English Deutsch Français Italiano Español Português 繁體中文 Bahasa Indonesia Tiếng Việt ภาษาไทย
All categories

I have several thousand numbered photos on my Linux machine with filenames of the form IMG_1234.jpg. Sometimes I want to copy some of them using the command line.

Suppose I want to copy images IMG_1000.jpg through IMG_1056.jpg to a new directory. Is there a one-line command I could use to do this?

I'm not too familiar with piping and I/O redirection, or with things like grep or sed, but I have been able to obtain a list of filenames for images IMG_1000.jpg through IMG_1099.jpg using:

$ ls | grep IMG_10..\.jpg > images.txt

I was thinking that I might somehow pipe the output of the grep command to cp, but I can't figure out how to get cp to recognize the input.

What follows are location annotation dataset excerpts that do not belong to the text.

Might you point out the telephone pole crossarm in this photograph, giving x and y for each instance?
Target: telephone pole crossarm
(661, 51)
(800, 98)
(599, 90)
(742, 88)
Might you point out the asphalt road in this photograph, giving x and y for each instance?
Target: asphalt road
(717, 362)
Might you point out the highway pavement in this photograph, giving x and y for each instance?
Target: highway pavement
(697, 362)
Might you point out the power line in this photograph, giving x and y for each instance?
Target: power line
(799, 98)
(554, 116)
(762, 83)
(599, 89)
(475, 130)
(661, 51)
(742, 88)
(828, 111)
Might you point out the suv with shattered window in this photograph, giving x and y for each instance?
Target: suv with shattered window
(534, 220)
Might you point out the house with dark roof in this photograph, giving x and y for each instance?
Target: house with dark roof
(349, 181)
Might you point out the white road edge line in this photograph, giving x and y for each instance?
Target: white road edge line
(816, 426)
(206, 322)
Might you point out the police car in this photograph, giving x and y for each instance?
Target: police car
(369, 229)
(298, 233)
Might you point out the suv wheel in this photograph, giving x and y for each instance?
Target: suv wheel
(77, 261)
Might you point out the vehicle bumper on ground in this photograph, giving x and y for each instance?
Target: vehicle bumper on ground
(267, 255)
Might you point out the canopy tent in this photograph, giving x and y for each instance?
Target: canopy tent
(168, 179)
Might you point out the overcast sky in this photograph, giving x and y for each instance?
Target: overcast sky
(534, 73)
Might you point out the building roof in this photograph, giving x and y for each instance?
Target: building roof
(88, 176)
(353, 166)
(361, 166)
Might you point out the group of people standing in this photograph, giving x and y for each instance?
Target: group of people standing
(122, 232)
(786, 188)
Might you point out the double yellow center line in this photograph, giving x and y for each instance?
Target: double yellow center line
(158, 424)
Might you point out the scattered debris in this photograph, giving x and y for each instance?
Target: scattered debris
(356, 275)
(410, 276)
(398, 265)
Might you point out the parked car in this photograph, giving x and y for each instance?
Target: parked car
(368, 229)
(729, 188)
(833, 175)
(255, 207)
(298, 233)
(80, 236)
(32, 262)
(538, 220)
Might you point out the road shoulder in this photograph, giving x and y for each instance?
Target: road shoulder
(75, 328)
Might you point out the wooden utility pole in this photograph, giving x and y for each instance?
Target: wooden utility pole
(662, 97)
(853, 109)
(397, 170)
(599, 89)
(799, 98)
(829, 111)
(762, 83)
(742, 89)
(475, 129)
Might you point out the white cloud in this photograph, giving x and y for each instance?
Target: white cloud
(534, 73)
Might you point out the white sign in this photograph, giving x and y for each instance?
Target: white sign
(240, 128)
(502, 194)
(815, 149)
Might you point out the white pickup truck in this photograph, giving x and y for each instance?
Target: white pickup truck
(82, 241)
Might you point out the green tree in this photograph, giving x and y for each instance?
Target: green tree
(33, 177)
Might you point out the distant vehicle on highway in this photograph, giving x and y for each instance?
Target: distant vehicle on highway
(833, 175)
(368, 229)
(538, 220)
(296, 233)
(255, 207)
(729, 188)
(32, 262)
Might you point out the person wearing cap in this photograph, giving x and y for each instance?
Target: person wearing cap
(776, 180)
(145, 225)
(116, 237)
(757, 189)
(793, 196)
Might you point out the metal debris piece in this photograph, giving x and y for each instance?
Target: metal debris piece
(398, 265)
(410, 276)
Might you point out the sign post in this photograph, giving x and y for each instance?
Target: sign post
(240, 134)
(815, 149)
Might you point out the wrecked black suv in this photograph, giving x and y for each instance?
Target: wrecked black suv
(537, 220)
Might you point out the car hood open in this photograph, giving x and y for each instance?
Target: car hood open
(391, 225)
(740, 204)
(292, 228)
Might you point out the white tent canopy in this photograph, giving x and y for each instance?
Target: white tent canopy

2007-10-20 08:21:08 · 2 answers · asked by mdd4696 3 in Computers & Internet Software

2 answers

An * is a wildcard for "anything". A ? is a wildcard for "1 character" so the easiest answer would be
cp IMG_10??.jpg /target/dir

You can also replace any of the ? with a braced range such as
[2-5] for two thru five so your initial request of 1000 to 1056 could be done as
cp IMG_10[0-5]?.jpg /target/dir

2007-10-20 15:02:24 · answer #1 · answered by Gandalf Parker 7 · 0 1

your place itemizing is ~/ and the command is cp. Do a guy cp for greater switches and recommendations, yet something like cp filename ~/ will purely reproduction it to the basis of your place itemizing.